Global illumination is based on physically correct calculation of light transport. For such calculation it's necessary to know physical properties of surfaces. See RRMaterial for list of supported material properties of a surface.

Fortunately you don't have to study advanced laws of physics for good results, you don't even need any additional information provided by artists who create materials or compose shaders. Everything can be detected automatically.

In very simple cases, materials contain only diffuse texture without specular and transparency, so whole detection is reduced to calculating average color of diffuse texture and storing it into RRMaterial::diffuseReflectance.

In more general cases where renderer uses fixed set of shaders, you can extend this approach and get all values by analyzing textures and other inputs used by shaders. This can take you a few hours. Viability of this approach highly depends on your shaders and can't be decided here. If you are not sure, describe us your shaders and we will help you.

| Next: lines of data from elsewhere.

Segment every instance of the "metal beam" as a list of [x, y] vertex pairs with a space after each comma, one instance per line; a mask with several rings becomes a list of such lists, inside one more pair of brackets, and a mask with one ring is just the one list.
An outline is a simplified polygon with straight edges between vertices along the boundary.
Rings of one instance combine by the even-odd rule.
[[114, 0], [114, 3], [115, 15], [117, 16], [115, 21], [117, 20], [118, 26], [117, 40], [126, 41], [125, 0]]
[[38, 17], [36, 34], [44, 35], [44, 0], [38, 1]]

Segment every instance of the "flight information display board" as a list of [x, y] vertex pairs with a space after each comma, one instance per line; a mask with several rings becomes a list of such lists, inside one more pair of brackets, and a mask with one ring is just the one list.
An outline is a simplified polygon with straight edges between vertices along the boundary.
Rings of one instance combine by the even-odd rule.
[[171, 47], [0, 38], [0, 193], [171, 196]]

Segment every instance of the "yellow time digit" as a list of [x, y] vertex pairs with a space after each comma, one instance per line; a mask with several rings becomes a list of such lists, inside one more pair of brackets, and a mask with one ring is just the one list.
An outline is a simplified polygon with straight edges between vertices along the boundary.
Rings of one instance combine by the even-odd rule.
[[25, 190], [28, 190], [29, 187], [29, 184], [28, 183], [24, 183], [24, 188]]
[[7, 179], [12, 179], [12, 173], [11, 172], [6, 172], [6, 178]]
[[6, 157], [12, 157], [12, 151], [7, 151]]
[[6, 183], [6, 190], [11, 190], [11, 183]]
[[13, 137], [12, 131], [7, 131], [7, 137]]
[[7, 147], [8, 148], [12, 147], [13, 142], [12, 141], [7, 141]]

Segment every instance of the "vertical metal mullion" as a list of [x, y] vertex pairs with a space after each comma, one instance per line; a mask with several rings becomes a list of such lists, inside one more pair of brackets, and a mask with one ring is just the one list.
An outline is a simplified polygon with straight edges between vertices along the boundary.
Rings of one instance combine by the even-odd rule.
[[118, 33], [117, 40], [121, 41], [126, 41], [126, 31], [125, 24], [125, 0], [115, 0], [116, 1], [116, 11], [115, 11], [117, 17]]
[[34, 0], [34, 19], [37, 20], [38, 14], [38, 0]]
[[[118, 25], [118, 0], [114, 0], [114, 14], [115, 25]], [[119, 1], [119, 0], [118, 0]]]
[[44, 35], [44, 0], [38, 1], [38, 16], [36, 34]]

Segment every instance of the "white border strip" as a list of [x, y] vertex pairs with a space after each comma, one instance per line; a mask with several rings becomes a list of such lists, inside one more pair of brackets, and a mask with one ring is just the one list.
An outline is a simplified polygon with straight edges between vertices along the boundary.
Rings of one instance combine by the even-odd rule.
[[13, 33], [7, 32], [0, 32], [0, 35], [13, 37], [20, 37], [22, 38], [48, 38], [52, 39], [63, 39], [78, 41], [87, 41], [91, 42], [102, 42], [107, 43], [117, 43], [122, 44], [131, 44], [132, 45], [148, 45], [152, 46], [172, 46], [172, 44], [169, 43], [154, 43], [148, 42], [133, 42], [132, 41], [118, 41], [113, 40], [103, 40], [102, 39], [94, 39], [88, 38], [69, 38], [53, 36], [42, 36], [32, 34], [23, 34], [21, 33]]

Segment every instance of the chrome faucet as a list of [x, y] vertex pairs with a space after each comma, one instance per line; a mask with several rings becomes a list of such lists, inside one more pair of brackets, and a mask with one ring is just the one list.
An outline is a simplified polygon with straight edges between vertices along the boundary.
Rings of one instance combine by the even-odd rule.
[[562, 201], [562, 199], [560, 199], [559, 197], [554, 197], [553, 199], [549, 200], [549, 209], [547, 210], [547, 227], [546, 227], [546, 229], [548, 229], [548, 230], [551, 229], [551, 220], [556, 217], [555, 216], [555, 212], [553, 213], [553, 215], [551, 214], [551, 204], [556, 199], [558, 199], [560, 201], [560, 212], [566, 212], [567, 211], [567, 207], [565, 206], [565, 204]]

In fully general case, you don't need any information about shaders. It works even if you let modders create new shaders, their properties will be autodetected. Everything you need is ability to render simple scene into small texture (16x16 pixels is typically enough) and calculate average color of rendered image. Follow these steps for each material

Create an empty scene and place 1x1m rectangle covered by material in front of orthogonal camera in 1m distance, so that rectangle covers whole viewport, but nothing more. If material needs uv coordinates for textures, use whole texture space from 0,0 to 1,1 in rectangle.
Clear to black and render rectangle. Store acquired average color as RRMaterial::diffuseEmittance.
Clear to white and render rectangle. Store acquired average color minus emittance as RRMaterial::specularTransmittance.
Add white point light without distance attenuation to the same position as camera. Clear to black and render rectangle. Store (acquired average color minus emittance)*1.0805 as RRMaterial::diffuseReflectance.
If your engine's lights have separated diffuse and specular color, repeat previous step for RRMaterial::specularReflectance. Use white diffuse and black specular light in previous step, black diffuse and white specular light in this step.

If you use materials with faked reflection maps (planar or cubic), make sure that reflection intensity drops to 0 in dark scene, or manually disable it before detection. If you apply faked reflection even in completely dark unlit scene, detection described above must think it's emissive material. Alternatively, if you don't have any emissive materials, you can simply set emissivity to 0.

This automatic approach can be further extended to differentiate between diffuse and specular reflectance or even to detect complete BRDF.

Of course you are allowed to use any other approach, e.g. let graphics artists enter all values by hand.